ActiveX - I could change these picture objects into activeX image objects, then change the 'library' objects, and then use an assignement (Shapes("Name").DrawingObject.Object.Picture = Shape("Library").DrawingObject.Object.Picture). [This approach is along the lines of the approach here - Excel VBA: Copying Pictures from image controls to activeX objects ] I'm not sure I can make that work for my situation. Not only have I already designed much of the UI to take advantage of characteristics and functionality which Shape/Pictures have and OLEObjects do not (such as 3d formatting and the particular way 'fill' works on a picture object), but also manipulating OLEObjects is markedly slower than manipulating simple pictures, enough, in my implementation, to be frustrating to the user. (That's the one of the main reasons I switched away from using OLEObjects in an earlier stage of development.]

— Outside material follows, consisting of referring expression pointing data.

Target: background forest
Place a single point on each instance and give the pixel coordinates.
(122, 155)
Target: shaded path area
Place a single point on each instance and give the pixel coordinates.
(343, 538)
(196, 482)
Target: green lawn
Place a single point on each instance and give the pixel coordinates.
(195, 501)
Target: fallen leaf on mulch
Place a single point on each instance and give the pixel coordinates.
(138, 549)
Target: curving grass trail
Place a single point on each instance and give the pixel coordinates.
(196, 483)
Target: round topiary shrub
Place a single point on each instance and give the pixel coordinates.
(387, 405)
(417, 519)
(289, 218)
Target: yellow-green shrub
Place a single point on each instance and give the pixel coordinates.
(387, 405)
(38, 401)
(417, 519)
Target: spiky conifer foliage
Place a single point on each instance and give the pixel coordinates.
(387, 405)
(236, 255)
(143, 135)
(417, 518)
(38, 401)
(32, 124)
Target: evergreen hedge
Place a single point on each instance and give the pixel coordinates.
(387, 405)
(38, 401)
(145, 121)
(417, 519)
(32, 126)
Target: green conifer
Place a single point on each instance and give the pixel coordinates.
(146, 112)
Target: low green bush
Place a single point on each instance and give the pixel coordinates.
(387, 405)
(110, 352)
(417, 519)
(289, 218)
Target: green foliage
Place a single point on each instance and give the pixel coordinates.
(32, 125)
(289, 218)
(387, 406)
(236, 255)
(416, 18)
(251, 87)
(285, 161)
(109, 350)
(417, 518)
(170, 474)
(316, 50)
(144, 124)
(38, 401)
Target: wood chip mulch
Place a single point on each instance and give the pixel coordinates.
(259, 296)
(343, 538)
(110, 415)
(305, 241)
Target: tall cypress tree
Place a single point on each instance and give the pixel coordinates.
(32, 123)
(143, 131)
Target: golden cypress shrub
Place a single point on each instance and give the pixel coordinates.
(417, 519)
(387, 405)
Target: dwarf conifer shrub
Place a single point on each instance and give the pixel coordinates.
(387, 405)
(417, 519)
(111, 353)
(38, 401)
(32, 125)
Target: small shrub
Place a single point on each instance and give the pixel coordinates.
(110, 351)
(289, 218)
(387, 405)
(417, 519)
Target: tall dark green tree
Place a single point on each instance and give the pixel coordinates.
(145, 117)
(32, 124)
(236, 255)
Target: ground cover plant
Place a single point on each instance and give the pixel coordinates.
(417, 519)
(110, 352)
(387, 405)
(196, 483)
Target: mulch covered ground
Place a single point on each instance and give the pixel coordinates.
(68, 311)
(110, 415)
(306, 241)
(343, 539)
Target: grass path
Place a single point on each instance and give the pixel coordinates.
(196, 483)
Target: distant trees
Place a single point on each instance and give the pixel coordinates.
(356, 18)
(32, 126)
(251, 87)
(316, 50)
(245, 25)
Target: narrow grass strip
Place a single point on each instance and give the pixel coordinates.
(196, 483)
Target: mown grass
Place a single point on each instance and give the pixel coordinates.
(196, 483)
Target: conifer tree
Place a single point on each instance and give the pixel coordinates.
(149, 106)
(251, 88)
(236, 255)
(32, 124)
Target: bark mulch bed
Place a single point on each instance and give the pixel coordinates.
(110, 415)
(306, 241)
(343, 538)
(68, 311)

Essentially, I want to do the equivalent of the "Change Picture" command one gets when right-clicking on a picture object (except getting the image data from another picture object or, if necessary, the clipboard, not from a file on disk). But when I record a macro of that action it comes up empty - apparently "Change Picture" doesn't produce any macro code.

A whole bunch of web searching and documentation browsing hasn't turned up anything else.


um.... help?

I hate to say this, but I think you have painted yourself into a corner on this one. Excel's objects do not support modifying picture data in the way you describe, which means that you cannot make these changes while the sheet is open. Even if you figured out how to make changes to the raw file, it does not satisfy your UI requirements.

Your workaround is probably your best (Excel-based) answer.